Justin Kurzel’s Snowtown was a devastating true-crime tale of poverty, rape and murder. So it’s no surprise he’d be drawn to Shakespeare’s bloodiest tragedy, or that the results would be bleaker than a Glaswegian dentists. The real head-scratcher is that anyone let him.
You know the story – which is handy, because, after a Star Wars-style opening crawl (“Civil war rages in Scotland!”) – it’s cut to the bone here. But it’s the additions, not the omissions, that set the tone. Dead youths litter the screen. Macbeth (Michael Fassbender) is haunted by the ghost of a fallen child soldier, inters his own son in the first scene, and is more explicitly involved in the ensuing atrocities than in the play.
Beginning with an ugly-beautiful battle that acts like a rejoinder to the balletic violence of 300 et al, the film favours grimness over grandeur. Macbeth’s victory is intercut with him and Banquo (Paddy Considine) burying their comrades – winning and losing, fair and foul intertwined. Afterwards we see them sleeping in black, shroud-like blankets, as if they, too, were already dead. Things, it’s fair to say, don’t get much cheerier.

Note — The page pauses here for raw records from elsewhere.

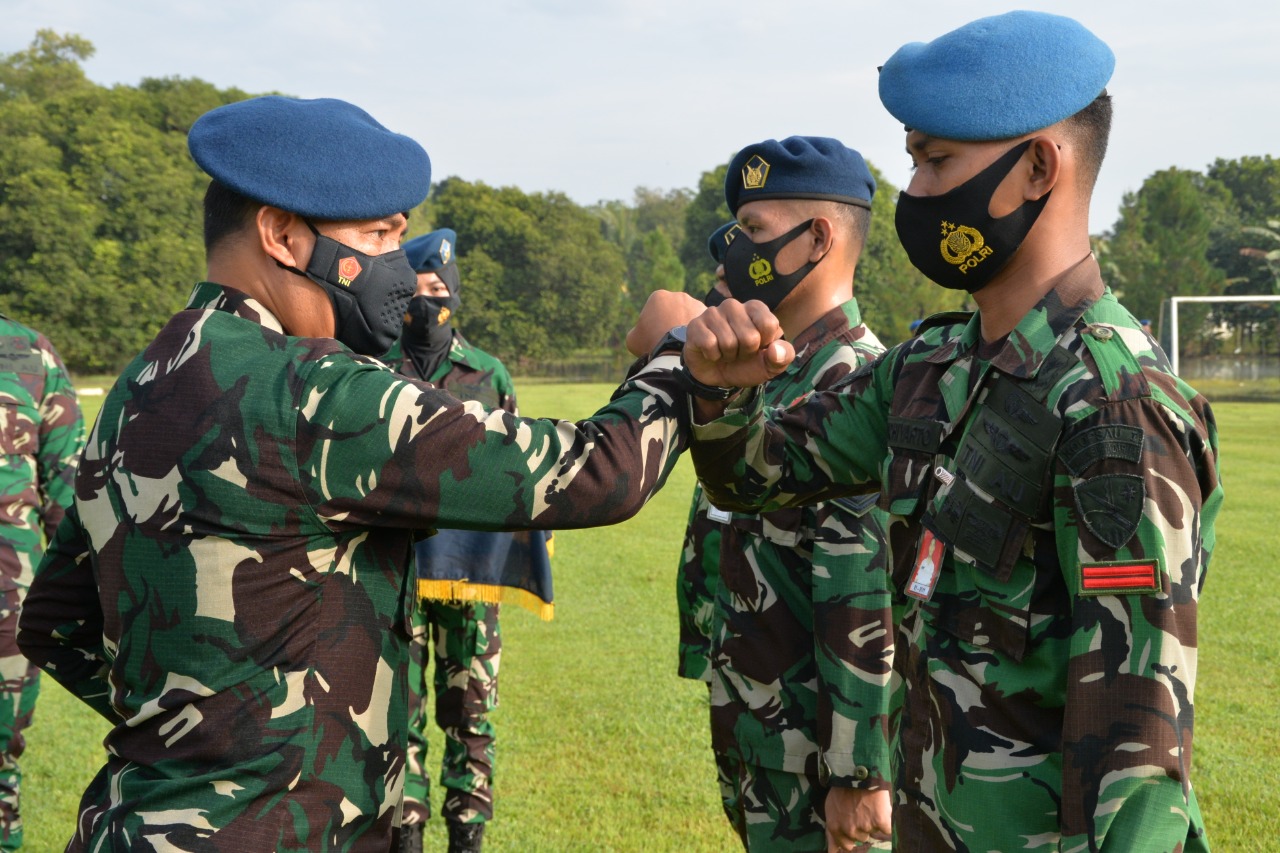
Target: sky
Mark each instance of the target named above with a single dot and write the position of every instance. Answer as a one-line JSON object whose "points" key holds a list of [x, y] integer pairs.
{"points": [[597, 97]]}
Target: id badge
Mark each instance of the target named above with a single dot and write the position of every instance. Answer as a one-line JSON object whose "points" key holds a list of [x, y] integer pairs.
{"points": [[928, 566]]}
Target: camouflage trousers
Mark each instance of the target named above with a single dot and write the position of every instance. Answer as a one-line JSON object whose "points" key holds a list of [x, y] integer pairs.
{"points": [[467, 647], [772, 810], [19, 685]]}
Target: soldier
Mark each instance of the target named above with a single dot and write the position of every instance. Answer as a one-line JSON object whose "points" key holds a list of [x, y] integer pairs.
{"points": [[466, 634], [41, 434], [1052, 486], [799, 707], [231, 588]]}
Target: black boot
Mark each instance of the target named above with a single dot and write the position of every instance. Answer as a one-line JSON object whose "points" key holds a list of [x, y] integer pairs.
{"points": [[465, 838], [411, 839]]}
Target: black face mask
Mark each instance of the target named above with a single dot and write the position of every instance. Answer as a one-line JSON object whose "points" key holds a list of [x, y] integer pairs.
{"points": [[974, 243], [369, 292], [429, 331], [750, 269]]}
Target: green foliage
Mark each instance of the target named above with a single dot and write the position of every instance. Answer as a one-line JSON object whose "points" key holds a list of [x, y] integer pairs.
{"points": [[704, 214], [100, 205], [548, 281]]}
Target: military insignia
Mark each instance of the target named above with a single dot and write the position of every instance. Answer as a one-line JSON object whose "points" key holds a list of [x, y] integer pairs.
{"points": [[760, 270], [1119, 578], [964, 246], [755, 172], [1110, 506], [348, 269], [928, 566]]}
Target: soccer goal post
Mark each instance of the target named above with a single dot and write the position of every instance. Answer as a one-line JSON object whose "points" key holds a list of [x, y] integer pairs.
{"points": [[1174, 301]]}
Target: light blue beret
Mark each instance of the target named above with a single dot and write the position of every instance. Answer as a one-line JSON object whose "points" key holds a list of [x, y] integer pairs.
{"points": [[721, 238], [323, 159], [799, 167], [996, 78], [433, 251]]}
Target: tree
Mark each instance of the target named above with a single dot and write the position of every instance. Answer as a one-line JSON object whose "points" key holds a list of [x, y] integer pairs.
{"points": [[1161, 242]]}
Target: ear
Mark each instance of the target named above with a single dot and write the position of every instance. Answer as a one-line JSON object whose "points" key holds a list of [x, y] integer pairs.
{"points": [[1046, 160], [823, 237], [282, 236]]}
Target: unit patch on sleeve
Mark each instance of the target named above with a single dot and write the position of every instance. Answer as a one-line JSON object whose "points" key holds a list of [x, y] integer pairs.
{"points": [[1119, 578], [1110, 506]]}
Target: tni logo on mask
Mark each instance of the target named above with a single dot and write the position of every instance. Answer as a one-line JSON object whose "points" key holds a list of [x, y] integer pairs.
{"points": [[964, 246], [760, 270], [348, 269]]}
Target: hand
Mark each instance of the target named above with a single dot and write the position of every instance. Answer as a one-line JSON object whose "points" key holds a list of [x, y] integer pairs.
{"points": [[662, 311], [736, 345], [856, 817]]}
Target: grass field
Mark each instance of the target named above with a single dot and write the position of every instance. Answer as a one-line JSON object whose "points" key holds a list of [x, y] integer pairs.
{"points": [[600, 747]]}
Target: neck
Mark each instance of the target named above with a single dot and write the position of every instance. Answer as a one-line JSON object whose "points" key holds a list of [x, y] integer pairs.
{"points": [[1023, 283], [812, 301]]}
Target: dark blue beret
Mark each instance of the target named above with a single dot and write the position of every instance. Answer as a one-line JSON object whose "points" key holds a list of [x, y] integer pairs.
{"points": [[996, 77], [799, 167], [323, 159], [432, 251], [720, 240]]}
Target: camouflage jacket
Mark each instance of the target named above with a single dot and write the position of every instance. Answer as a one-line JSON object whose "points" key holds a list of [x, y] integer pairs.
{"points": [[1066, 489], [231, 588], [41, 433], [801, 642], [467, 373]]}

Wobbly accents aside, Fassbender’s on career-best form, Marion Cotillard makes a wonderfully witchy Lady Macbeth, and Sean Harris’s grief-shattered McDuff is the scariest of the lot. But this is Kurzel’s passion project, and he does much more than previous adaptors Roman Polanski and Orson Welles to make the theatrical visceral. Macduff pukes in horror, Malcolm (Jack Treynor) sobs in grief, and the apocalyptic final battle is, simply, one of the best pieces of Shakespeare ever committed to celluloid.